Aberdeenshire Council structures manager Donald Macpherson said yesterday: “The Glenkindie bridge will be the alternative crossing for the present.
“The Milltown of Towie Bridge is considered to be beyond economic repair and we will assess future provision for bridge crossings in due course.”
Last month, it emerged more than 60 bridges in Aberdeenshire could be closed within a decade unless they can be repaired or replaced.
A significant number have already been “red-flagged”, meaning they are already closed or may be soon, while many others have been identified as needing significant upgrades in the short to medium term.
Repairing all would cost tens of millions of pounds. The council has an annual bridges budget of £1.6 million.
Mr Burnett added: “The SNP Government must realise Aberdeenshire has the second-longest roads network in Scotland and therefore more assistance must be given.
“These historic bridges form part of our culture and identity in Aberdeenshire.”

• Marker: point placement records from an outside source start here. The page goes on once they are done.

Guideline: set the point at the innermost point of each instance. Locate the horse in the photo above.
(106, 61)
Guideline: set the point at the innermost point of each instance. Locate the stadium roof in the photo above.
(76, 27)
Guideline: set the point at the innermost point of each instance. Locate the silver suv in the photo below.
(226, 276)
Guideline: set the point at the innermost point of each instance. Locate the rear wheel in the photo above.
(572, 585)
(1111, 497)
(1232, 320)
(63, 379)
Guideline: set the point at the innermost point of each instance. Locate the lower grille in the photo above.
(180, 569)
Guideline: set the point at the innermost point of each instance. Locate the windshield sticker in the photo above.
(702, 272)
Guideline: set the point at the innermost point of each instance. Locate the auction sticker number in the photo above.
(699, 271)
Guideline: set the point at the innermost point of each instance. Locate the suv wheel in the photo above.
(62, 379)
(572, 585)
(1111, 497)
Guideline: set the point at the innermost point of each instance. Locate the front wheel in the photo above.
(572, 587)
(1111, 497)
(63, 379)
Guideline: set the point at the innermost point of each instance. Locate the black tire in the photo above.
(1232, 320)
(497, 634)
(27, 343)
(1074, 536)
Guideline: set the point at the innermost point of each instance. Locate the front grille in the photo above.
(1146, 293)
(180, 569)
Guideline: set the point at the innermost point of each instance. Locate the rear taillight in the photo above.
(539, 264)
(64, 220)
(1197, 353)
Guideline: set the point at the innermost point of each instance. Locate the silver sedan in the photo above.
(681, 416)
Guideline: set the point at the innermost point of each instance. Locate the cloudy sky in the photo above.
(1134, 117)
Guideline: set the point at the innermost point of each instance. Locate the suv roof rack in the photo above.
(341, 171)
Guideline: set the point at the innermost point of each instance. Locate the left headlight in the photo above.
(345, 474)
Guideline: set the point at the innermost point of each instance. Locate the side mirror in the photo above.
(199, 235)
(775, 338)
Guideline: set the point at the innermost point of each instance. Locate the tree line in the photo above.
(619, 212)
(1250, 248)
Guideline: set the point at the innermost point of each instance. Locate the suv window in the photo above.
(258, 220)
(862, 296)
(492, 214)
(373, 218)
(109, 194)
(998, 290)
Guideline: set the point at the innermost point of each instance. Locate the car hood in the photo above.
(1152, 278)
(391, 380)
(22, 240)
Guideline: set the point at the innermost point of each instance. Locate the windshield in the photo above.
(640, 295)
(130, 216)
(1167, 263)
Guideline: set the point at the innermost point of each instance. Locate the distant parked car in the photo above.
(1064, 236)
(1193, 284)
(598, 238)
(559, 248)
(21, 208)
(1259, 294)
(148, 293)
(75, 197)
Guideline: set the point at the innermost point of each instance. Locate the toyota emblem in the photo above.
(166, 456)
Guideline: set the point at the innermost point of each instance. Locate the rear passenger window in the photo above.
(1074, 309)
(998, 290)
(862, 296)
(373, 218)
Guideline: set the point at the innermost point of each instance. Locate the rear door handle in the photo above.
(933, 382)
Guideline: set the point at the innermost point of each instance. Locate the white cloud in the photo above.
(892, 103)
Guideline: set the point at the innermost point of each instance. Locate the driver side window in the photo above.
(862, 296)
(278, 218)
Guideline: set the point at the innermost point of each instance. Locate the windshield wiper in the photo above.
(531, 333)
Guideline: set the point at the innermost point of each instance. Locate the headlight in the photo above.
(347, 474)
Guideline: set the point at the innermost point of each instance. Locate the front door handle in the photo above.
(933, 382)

A Scottish Government spokesperson said: “We have ensured our partners in local government receive a fair funding settlement – despite further cuts to the Scottish Budget from the UK Government – with a package of £11.2 billion for all local authorities in 2019-20.
“This is a real terms increase of more than £310 million for essential public services.
“Aberdeenshire Council is receiving £480.7 million of Scottish Government funding in 2019-20.
“Taken together with its decision to increase council tax by 3%, the council will have an additional £23.3 million, or 5.1%, to support services, compared with 2018-19.
“Our 2019-20 budget set out an ambitious programme of infrastructure investment of more than £5 billion.
“This includes £1.7 billion for investment in transport infrastructure.”